Opinion
2013-06-25
Sim & Record, LLP, Bayside (Sang J. Sim of counsel), for appellants. Kay & Gray, Westbury (Theresa P. Mariano of counsel), for respondents.
Sim & Record, LLP, Bayside (Sang J. Sim of counsel), for appellants. Kay & Gray, Westbury (Theresa P. Mariano of counsel), for respondents.
ANDRIAS, J.P., FRIEDMAN, SWEENY, SAXE, RICHTER, JJ.
Order, Supreme Court, Bronx County (Ben R. Barbato, J.), entered May 22, 2012, which granted defendants' motion for summary judgment dismissing plaintiff Wilson Frias's complaint based on the failure to establish a serious injury within the meaning of Insurance Law § 5102(d), unanimously affirmed, without costs.
Defendants made a prima facie showing of their entitlement to judgment as a matter of law by submitting the affirmed reports of an orthopedic surgeon who examined the alleged injured body parts, listed the tests he performed and recorded range of motion measurements, expressed in numerical degrees and the corresponding normal values, and found no limitations ( see Singer v. Gae Limo Corp., 91 A.D.3d 526, 527, 937 N.Y.S.2d 39 [1st Dept. 2012] ). The surgeon's examination was sufficient, even though he did not use an instrument to measure the ranges of motion ( see generally Toure v. Avis Rent A Car Sys., 98 N.Y.2d 345, 350, 746 N.Y.S.2d 865, 774 N.E.2d 1197 [2002] ). In addition, defendants relied on plaintiff's deposition testimony that, among other things, plaintiff was able to return to work as a painter within a week after treatment and ceased treatment within four months after the accident, which demonstrated that the injuries were minor in nature ( see Gaddy v. Eyler, 79 N.Y.2d 955, 957–958, 582 N.Y.S.2d 990, 591 N.E.2d 1176 [1992] ), and required an explanation for the gap in treatment ( Pommells v. Perez, 4 N.Y.3d 566, 574, 797 N.Y.S.2d 380, 830 N.E.2d 278 [2005] ).
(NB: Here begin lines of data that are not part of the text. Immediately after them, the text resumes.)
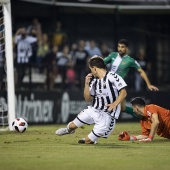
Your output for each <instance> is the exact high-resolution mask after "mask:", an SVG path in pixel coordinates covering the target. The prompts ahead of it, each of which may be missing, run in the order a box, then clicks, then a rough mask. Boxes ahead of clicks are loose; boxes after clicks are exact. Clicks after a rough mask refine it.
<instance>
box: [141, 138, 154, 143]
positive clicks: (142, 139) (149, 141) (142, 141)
mask: <svg viewBox="0 0 170 170" xmlns="http://www.w3.org/2000/svg"><path fill="white" fill-rule="evenodd" d="M151 141H152V139H151V138H146V139H141V140H139V142H151Z"/></svg>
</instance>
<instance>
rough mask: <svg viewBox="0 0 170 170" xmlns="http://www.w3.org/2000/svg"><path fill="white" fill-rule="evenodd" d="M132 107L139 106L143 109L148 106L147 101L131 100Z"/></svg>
mask: <svg viewBox="0 0 170 170" xmlns="http://www.w3.org/2000/svg"><path fill="white" fill-rule="evenodd" d="M131 104H132V106H134V105H138V106H140V107H143V106H145V105H146V103H145V100H144V99H143V98H142V97H135V98H134V99H132V100H131Z"/></svg>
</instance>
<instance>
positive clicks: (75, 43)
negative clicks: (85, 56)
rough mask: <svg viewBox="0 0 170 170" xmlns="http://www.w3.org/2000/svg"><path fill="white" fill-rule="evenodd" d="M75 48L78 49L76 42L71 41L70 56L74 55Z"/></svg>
mask: <svg viewBox="0 0 170 170" xmlns="http://www.w3.org/2000/svg"><path fill="white" fill-rule="evenodd" d="M77 49H78V46H77V44H76V43H72V44H71V49H70V55H71V56H74V54H75V52H76V50H77Z"/></svg>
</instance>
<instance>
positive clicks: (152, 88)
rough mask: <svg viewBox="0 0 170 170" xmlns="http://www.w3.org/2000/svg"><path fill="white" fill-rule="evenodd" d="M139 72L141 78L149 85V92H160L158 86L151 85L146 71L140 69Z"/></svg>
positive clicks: (139, 69) (148, 88)
mask: <svg viewBox="0 0 170 170" xmlns="http://www.w3.org/2000/svg"><path fill="white" fill-rule="evenodd" d="M138 72H139V74H140V75H141V77H142V78H143V79H144V80H145V82H146V85H147V87H148V89H149V90H151V91H158V90H159V89H158V88H157V87H156V86H154V85H152V84H151V83H150V81H149V78H148V76H147V75H146V73H145V71H144V70H143V69H142V68H139V69H138Z"/></svg>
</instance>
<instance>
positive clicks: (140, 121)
mask: <svg viewBox="0 0 170 170" xmlns="http://www.w3.org/2000/svg"><path fill="white" fill-rule="evenodd" d="M153 113H156V114H158V118H159V126H158V129H157V134H158V135H159V136H161V137H164V138H169V139H170V110H167V109H165V108H163V107H160V106H157V105H154V104H150V105H146V106H145V109H144V114H145V115H146V117H143V118H142V119H141V121H140V124H141V127H142V135H149V133H150V129H151V118H152V114H153Z"/></svg>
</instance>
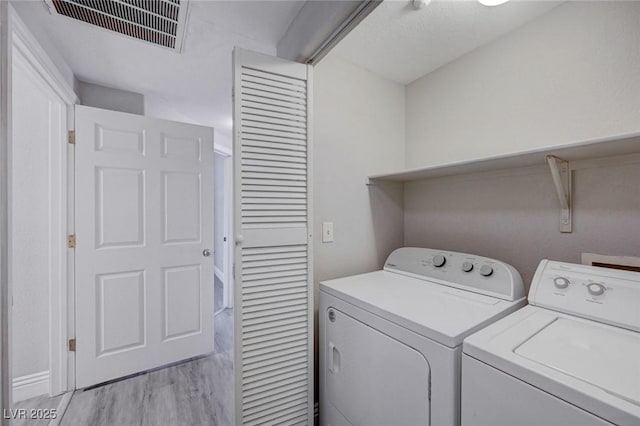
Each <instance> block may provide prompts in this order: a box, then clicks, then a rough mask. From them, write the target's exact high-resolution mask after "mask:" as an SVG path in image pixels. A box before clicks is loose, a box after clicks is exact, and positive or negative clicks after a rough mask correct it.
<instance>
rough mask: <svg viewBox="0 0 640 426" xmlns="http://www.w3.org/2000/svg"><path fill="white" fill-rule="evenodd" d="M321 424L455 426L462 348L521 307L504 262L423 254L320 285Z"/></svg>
mask: <svg viewBox="0 0 640 426" xmlns="http://www.w3.org/2000/svg"><path fill="white" fill-rule="evenodd" d="M319 303H320V305H319V314H318V315H319V323H320V324H319V326H320V350H319V351H320V371H319V374H320V424H321V425H325V426H329V425H331V426H346V425H354V426H376V425H380V426H390V425H393V426H419V425H438V426H453V425H459V424H460V385H461V384H460V370H461V365H460V364H461V355H462V347H461V345H462V341H463V339H464V338H465V337H466V336H468V335H470V334H472V333H473V332H475V331H477V330H479V329H481V328H482V327H485V326H486V325H487V324H490V323H492V322H493V321H496V320H497V319H499V318H502V317H504V316H505V315H507V314H509V313H511V312H513V311H515V310H517V309H519V308H521V307H522V306H523V305H524V304H525V303H526V298H525V293H524V287H523V284H522V279H521V277H520V275H519V274H518V272H517V271H516V270H515V269H514V268H513V267H511V266H510V265H508V264H506V263H504V262H501V261H498V260H494V259H489V258H485V257H481V256H475V255H470V254H464V253H454V252H448V251H442V250H433V249H426V248H412V247H405V248H400V249H397V250H395V251H394V252H393V253H391V255H390V256H389V258H388V259H387V261H386V263H385V266H384V269H383V270H380V271H375V272H371V273H366V274H360V275H355V276H350V277H346V278H340V279H335V280H331V281H324V282H321V283H320V302H319Z"/></svg>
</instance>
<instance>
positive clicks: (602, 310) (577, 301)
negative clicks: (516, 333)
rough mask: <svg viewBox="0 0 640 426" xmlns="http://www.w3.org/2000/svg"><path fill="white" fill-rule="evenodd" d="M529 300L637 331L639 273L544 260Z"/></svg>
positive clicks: (548, 306)
mask: <svg viewBox="0 0 640 426" xmlns="http://www.w3.org/2000/svg"><path fill="white" fill-rule="evenodd" d="M529 303H530V304H532V305H536V306H540V307H543V308H548V309H553V310H555V311H559V312H565V313H568V314H572V315H576V316H581V317H584V318H589V319H593V320H596V321H600V322H604V323H607V324H612V325H616V326H619V327H624V328H628V329H631V330H636V331H640V273H639V272H631V271H622V270H617V269H609V268H601V267H596V266H587V265H576V264H573V263H563V262H554V261H550V260H543V261H542V262H540V265H539V266H538V269H537V271H536V274H535V276H534V277H533V281H532V282H531V290H529Z"/></svg>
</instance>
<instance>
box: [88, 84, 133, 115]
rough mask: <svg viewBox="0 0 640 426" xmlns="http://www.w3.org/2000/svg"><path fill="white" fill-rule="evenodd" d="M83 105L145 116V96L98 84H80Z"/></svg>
mask: <svg viewBox="0 0 640 426" xmlns="http://www.w3.org/2000/svg"><path fill="white" fill-rule="evenodd" d="M78 90H79V93H78V94H79V98H80V102H81V103H82V105H87V106H91V107H95V108H103V109H110V110H113V111H120V112H128V113H131V114H140V115H144V95H142V94H140V93H134V92H129V91H126V90H120V89H114V88H112V87H106V86H100V85H98V84H92V83H87V82H84V81H79V82H78Z"/></svg>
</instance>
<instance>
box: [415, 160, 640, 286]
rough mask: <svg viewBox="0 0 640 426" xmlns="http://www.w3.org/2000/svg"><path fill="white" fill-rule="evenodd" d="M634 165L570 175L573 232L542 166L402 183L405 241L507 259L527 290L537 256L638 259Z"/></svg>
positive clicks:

In opposition, plaintiff failed to raise a triable issue of fact. In particular, plaintiff failed to offer evidence of significant limitations to his neck and shoulder ( see Levinson v. Mollah, 105 A.D.3d 644, 644, 963 N.Y.S.2d 653 [1st Dept. 2013];Moore v. Almanzar, 103 A.D.3d 415, 416, 959 N.Y.S.2d 180 [1st Dept. 2013] ). Plaintiff also failed to tender competent objective medical evidence of an injury to his lumbar spine ( see Thomas v. City of New York, 99 A.D.3d 580, 581, 953 N.Y.S.2d 15 [1st Dept. 2012] ). In addition, he failed to adequately explain his complete cessation of treatment less than four months after the accident ( see Ramkumar v. Grand Style Transp. Enters., Inc., 94 A.D.3d 484, 485, 941 N.Y.S.2d 610 [1st Dept. 2012] ).
Plaintiff's deposition testimony that he was confined to bed and home for about one week after the accident, and that his work day was shortened by an hour, defeats his 90/180–day claim ( see Martin v. Portexit Corp., 98 A.D.3d 63, 68, 948 N.Y.S.2d 21 [1st Dept. 2012] ).